John McLellan: The hills are alive with the sound of grumbling
You know there's trouble when politicians have to take the newspapers to communicate with their own party members, but that's for whom city Labour Group leader Cammy Day's justification for staying in coalition with the SNP in this week's Evening News was written.
Stung by accusations that he is rolling over and helping the SNP impose its cuts on local services, he wrote that “The SNP government makes its own choices . . . the Labour Group will continue to campaign against Holyrood and Westminster on reductions in local government funding”.
Tellingly, there was no criticism, despite adding that “I don’t want to sit on the side-lines.”

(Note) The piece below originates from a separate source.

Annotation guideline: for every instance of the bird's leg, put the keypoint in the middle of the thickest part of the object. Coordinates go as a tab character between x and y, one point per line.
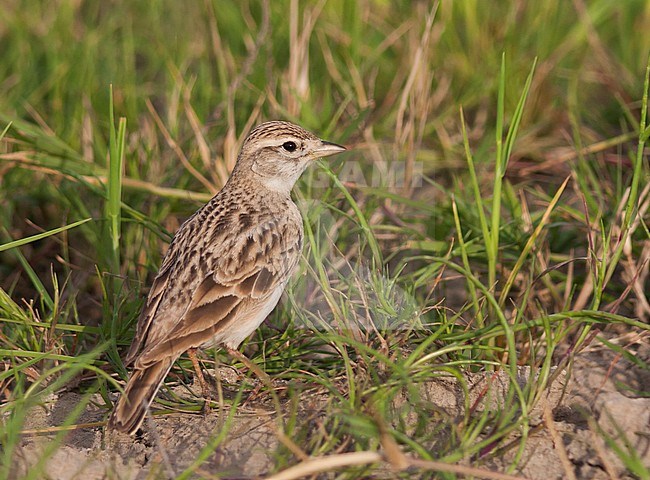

Indeed, Cllr Day rarely criticises the SNP in the Council Chamber, and sitting on the side-lines is what some of his colleagues suggest he is doing; why else would local activists have to call on both sides of the coalition to campaign against austerity, as spelt out once again by Cllr Gordon Munro in the Evening News this week.
The unhappiness is spreading, with finance vice convener Marion Donaldson apparently taking flak from colleagues who feel she should be more vocal. This is not a problem for housing and economy vice convener Lezley Cameron, whose relationship with the SNP convener Kate Campbell shows no sign of improvement
And this week the planning vice-convener, Labour’s Maureen Child, didn’t take her usual place sitting next to the SNP convener Neil Gardiner.
This coalition makes the Conservative-Lib Dem government look as harmonious as the von Trapp family.
Two cheers for new brewery and distillery
Despite the relentless campaign to shame us all into drinking less, the prospect of new breweries and distilleries opening up in the city still generates more excitement than any tech start-up.